# Father-Daughter Talk



## Nick (Apr 23, 2002)

A young woman was about to finish her first year of college. Like so many others
her age, she considered herself to be a very liberal Democrat, and among other
liberal ideals, was very much in favor of higher taxes to support more government
programs, in other words, redistribution of wealth.

She was deeply ashamed that her father was a rather staunch Republican, a feeling
she openly expressed. Based on the lectures that she had participated in, and the
occasional chat with her professors, she felt that her father had for years harbored a
selfish, almost evil desire to keep what he thought should be his. 

One day she was challenging her father on his opposition to higher taxes on the
rich and the need for more government programs. The self-professed objectivity
proclaimed by her professors had to be the truth and she indicated so to her
father. He responded by asking how she was doing in school. Taken back, she
answered rather haughtily that she had a 4.0 GPA, and let him know that it was
tough to maintain, insisting that she was taking a very difficult course load and was
constantly studying, which left her no time to go out and party like other people
she knew. She didn't even have time for a boyfriend, and didn't really have many
college friends because she spent all her time studying. 

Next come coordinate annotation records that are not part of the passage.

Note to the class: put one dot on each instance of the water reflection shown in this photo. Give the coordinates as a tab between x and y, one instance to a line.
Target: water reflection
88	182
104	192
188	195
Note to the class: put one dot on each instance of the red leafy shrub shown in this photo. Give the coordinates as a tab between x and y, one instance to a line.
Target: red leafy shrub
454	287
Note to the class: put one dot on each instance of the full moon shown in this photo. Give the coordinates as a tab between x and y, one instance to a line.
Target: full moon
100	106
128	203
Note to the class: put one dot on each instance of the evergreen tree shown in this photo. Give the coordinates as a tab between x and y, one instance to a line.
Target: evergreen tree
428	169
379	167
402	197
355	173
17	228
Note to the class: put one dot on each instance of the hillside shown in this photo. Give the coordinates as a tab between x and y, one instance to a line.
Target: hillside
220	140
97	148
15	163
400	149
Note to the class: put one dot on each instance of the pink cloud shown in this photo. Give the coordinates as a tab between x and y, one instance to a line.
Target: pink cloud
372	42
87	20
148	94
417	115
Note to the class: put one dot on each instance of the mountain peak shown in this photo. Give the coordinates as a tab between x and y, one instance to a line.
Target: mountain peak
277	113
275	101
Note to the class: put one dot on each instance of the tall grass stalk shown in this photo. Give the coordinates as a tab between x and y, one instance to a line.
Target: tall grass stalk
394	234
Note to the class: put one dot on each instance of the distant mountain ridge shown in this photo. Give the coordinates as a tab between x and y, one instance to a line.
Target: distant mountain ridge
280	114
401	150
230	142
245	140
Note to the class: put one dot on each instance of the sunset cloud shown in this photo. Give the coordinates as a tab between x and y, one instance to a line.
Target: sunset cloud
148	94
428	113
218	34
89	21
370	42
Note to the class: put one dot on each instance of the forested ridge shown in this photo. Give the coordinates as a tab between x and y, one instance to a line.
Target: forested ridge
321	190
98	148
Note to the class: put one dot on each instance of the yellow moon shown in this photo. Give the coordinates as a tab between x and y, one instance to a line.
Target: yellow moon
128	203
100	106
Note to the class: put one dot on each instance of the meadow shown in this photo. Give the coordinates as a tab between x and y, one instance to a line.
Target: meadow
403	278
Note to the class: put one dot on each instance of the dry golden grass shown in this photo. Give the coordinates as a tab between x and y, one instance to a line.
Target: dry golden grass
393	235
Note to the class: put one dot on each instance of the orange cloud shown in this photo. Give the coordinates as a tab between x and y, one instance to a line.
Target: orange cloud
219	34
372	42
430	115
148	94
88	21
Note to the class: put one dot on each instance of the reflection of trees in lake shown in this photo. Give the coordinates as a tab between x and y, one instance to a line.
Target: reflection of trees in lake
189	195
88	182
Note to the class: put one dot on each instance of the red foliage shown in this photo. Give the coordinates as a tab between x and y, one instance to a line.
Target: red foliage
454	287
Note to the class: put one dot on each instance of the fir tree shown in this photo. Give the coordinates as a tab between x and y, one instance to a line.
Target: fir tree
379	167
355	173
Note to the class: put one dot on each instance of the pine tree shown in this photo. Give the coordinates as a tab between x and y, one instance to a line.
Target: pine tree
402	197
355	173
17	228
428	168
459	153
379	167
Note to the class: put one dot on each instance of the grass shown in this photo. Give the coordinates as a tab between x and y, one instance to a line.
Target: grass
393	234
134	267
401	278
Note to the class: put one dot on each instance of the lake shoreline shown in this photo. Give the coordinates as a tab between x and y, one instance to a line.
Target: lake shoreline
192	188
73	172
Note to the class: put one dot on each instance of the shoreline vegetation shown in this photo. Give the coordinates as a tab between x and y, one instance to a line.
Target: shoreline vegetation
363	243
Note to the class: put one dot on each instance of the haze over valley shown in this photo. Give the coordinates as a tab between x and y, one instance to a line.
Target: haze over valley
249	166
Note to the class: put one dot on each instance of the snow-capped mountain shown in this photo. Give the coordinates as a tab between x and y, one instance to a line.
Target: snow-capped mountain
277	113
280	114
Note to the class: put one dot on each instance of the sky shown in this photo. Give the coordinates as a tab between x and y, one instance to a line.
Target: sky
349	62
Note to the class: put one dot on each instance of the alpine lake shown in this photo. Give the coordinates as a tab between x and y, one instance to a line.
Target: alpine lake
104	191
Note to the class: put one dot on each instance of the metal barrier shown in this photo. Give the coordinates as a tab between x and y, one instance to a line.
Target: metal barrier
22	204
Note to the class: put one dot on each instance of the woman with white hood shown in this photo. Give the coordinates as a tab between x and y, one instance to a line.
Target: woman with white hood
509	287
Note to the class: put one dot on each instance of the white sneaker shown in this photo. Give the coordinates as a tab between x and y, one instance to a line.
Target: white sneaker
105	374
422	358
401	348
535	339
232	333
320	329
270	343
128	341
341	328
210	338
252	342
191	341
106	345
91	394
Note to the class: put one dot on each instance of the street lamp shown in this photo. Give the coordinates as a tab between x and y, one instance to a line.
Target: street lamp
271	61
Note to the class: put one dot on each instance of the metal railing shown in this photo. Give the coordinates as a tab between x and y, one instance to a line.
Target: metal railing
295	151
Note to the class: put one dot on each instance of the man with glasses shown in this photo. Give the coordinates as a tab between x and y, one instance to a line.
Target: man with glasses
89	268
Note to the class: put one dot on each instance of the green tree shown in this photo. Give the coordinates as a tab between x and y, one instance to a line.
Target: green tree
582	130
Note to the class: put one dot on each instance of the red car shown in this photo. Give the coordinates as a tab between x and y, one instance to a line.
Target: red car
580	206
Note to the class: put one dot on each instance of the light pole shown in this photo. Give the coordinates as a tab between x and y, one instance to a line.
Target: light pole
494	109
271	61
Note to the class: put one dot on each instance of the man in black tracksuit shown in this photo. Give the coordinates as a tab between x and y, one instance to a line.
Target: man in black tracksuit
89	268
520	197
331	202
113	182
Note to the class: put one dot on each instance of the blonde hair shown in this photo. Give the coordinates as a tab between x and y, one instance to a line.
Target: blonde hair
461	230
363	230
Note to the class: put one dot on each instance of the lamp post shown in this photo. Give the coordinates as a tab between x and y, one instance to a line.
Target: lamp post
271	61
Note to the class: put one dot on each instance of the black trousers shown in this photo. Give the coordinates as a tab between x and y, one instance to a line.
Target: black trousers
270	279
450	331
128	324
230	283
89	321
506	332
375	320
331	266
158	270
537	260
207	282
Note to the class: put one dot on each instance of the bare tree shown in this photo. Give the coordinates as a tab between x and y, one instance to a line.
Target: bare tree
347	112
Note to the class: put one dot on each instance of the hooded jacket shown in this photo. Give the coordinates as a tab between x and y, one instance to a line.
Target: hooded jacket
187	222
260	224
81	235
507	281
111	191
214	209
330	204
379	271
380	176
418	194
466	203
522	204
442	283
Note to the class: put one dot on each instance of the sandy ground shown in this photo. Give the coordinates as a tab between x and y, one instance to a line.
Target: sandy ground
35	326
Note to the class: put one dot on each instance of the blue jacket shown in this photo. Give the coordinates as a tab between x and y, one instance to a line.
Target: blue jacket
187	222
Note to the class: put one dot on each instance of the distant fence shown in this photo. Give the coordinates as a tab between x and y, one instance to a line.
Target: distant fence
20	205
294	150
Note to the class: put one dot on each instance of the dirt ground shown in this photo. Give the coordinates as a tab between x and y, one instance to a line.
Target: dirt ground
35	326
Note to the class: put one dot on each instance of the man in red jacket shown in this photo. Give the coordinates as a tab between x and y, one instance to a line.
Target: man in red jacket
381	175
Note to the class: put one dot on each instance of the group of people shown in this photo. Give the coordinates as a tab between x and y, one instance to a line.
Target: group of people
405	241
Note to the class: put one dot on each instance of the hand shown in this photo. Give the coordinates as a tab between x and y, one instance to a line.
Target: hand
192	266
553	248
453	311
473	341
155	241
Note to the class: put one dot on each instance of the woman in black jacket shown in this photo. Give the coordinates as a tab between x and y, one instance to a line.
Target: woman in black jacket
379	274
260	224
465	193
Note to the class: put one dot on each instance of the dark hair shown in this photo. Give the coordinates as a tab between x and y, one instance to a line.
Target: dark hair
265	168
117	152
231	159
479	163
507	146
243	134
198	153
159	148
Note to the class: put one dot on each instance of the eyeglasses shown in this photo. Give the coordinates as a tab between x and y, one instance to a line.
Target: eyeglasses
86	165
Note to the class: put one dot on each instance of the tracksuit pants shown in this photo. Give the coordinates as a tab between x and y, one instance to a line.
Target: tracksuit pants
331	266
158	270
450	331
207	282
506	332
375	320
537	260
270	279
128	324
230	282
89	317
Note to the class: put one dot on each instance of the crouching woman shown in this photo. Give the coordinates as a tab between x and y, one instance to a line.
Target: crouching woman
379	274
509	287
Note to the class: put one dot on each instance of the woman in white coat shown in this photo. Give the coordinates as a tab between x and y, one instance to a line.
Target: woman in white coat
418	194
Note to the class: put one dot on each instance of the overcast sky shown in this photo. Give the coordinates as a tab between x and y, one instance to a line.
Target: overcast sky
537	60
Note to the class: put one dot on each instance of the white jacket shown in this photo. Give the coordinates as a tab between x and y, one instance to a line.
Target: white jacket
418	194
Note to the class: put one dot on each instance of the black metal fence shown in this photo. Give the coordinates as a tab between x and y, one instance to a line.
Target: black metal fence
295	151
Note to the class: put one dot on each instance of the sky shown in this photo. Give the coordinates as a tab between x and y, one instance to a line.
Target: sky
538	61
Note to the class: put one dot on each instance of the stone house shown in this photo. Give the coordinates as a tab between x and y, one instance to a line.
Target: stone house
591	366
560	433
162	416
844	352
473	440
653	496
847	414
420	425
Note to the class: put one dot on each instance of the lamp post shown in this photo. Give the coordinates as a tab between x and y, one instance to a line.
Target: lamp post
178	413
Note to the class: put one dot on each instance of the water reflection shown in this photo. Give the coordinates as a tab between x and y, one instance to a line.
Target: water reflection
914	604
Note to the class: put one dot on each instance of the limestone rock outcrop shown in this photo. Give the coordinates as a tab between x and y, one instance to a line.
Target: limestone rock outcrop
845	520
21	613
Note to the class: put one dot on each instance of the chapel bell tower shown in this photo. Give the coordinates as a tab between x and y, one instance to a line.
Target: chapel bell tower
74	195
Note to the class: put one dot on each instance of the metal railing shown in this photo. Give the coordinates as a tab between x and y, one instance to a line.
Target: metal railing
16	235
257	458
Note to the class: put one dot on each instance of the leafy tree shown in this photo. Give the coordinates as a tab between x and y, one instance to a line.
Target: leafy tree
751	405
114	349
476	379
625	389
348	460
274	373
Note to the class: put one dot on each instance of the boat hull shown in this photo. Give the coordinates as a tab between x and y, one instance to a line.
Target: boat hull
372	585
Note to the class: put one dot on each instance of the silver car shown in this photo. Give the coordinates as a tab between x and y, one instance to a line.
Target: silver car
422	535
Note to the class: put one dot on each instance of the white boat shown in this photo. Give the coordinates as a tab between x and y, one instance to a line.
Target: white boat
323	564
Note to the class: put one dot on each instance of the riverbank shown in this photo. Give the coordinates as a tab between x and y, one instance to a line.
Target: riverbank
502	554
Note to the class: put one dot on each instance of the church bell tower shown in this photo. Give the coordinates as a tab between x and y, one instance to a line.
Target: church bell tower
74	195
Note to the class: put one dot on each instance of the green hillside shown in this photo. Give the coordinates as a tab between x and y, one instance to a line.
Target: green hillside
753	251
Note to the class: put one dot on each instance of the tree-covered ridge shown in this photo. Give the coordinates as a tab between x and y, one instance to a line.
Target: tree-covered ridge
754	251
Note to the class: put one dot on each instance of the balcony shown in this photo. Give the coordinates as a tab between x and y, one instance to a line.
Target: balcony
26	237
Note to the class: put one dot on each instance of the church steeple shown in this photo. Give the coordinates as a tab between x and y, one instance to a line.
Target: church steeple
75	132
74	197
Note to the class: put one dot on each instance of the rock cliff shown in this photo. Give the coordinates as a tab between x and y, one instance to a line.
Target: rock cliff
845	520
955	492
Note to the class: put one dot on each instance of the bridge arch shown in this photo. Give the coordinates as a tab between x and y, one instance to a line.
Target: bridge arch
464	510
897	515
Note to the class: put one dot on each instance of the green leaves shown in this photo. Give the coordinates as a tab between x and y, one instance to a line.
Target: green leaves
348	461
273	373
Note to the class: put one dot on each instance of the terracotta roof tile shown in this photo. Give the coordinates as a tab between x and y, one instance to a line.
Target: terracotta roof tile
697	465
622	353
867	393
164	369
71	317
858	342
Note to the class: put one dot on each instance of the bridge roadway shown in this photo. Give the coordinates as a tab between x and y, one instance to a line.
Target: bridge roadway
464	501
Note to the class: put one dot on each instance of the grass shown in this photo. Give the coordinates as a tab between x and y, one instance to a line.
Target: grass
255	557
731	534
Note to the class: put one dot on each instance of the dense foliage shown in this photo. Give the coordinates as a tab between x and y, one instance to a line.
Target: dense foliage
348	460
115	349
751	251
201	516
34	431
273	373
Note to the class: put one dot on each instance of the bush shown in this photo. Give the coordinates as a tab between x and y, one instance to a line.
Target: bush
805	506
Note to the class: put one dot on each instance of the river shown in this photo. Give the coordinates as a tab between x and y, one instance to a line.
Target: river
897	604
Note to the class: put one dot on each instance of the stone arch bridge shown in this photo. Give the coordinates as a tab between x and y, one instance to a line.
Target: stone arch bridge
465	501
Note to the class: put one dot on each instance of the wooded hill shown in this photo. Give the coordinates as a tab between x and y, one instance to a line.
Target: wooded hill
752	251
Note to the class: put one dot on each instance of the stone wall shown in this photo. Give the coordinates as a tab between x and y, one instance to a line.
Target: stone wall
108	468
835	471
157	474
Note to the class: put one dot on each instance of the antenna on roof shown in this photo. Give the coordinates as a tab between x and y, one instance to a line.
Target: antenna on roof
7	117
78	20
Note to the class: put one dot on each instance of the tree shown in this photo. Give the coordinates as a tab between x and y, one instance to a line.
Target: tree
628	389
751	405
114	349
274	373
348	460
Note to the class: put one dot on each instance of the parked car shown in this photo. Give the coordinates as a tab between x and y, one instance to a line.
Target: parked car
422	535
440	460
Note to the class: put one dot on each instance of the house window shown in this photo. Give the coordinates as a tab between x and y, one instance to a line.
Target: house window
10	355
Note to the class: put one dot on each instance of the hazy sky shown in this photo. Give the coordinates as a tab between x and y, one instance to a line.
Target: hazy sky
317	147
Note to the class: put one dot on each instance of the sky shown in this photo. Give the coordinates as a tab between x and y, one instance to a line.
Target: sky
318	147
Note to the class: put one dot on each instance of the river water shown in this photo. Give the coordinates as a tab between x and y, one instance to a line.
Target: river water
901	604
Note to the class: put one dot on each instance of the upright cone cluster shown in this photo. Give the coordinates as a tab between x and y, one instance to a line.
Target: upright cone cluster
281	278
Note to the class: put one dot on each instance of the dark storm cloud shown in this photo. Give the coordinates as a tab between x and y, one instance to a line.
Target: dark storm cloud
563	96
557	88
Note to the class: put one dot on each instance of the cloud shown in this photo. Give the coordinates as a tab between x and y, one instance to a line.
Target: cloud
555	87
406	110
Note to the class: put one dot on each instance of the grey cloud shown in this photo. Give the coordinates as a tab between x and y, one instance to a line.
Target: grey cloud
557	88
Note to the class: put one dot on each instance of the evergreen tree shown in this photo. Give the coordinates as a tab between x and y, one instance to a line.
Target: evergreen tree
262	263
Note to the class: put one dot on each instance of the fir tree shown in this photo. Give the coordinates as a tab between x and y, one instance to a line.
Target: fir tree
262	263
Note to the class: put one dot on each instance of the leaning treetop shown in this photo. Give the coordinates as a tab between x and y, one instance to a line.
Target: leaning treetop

Her father listened then asked, 'How is your friend Audrey doing?' She replied,
"Audrey is barely getting by. All she takes are easy classes, she never studies,
and she barely has a 2.0 GPA. She is so popular on campus; college for her is a
blast. She's always invited to all the parties, and lots of times she doesn't even
show up for classes because she's too hung over."

Her father asked her, 'Why don't you go to the Dean's office and ask him to take
a 1.0 off your GPA and give it to your friend Audrey, who only has a 2.0. That way
you will both have a 3.0 GPA and certainly that would be a fair and equal
distribution of GPA. 

The daughter, visibly shocked by her father's suggestion, angrily fired back, 'That's
a crazy idea. How would that be fair? I've worked really hard for my grades! I've
invested a lot of time, and a lot of hard work. Audrey has done next to nothing
toward her degree. She plays while I work my tail off!'

The father slowly smiled, winked and said gently 'Welcome to the Republican Party."


----------



## tcusta00 (Dec 31, 2007)

:lol:
Reminds me of many conversations I have with my little sister.


----------



## dpfaunts (Oct 17, 2006)

That would make a great MasterCard commercial... priceless


----------



## dave29 (Feb 18, 2007)

i like it!!!!


----------



## dbconsultant (Sep 13, 2005)

That's got to be the best analogy I've seen in years!


----------



## Draconis (Mar 16, 2007)

Yep.


----------



## Ira Lacher (Apr 24, 2002)

That's the most disingenuous thing I ever heard.

Affirmative action is about trying to make up for the scourge of sanctioned racism that has denied generations of Americans the education and skills to prosper in our society while allowing preferred others to acquire them.

By the way, a liberal is a conservative who has been foreclosed.


----------



## Nick (Apr 23, 2002)

So, you're saying two wrongs make a right? Nice. 

Other than the crap Bogy used to spew, your post is the biggest load of liberal crap
I have read in quite a while.

BTW, a _neo-conservative_ is a liberal who just got mugged.

PS - in accordance with the DBSTalk TOS, please remove your POLITICAL signature.


----------



## Cpt Guavaberry (Oct 16, 2007)

Gotta love it! Thanks Nick! :righton: 

All is fair and equal if one earns it! !pride

(Can I post that??)


----------



## LarryW (May 29, 2007)

This remind me of the definition for political correctness.

"Political Correctness is a doctrine, fostered by a delusional, illogical, liberal minority and rabidly promoted by an unscrupulous mainstream media, which holds forth the proposition that it is entirely possible to pick up a turd by the clean end."


----------



## smiddy (Apr 5, 2006)

While I like the prose Nick, I fear it may polarize a few here since it is tough being objective while also having a sense of humor or burning angst. What brings this home to me, having grown up in California, I figured I was somewhat of a conservative-lite kind of person until I went to college too and realized I wasn't.  Earth shattering!


----------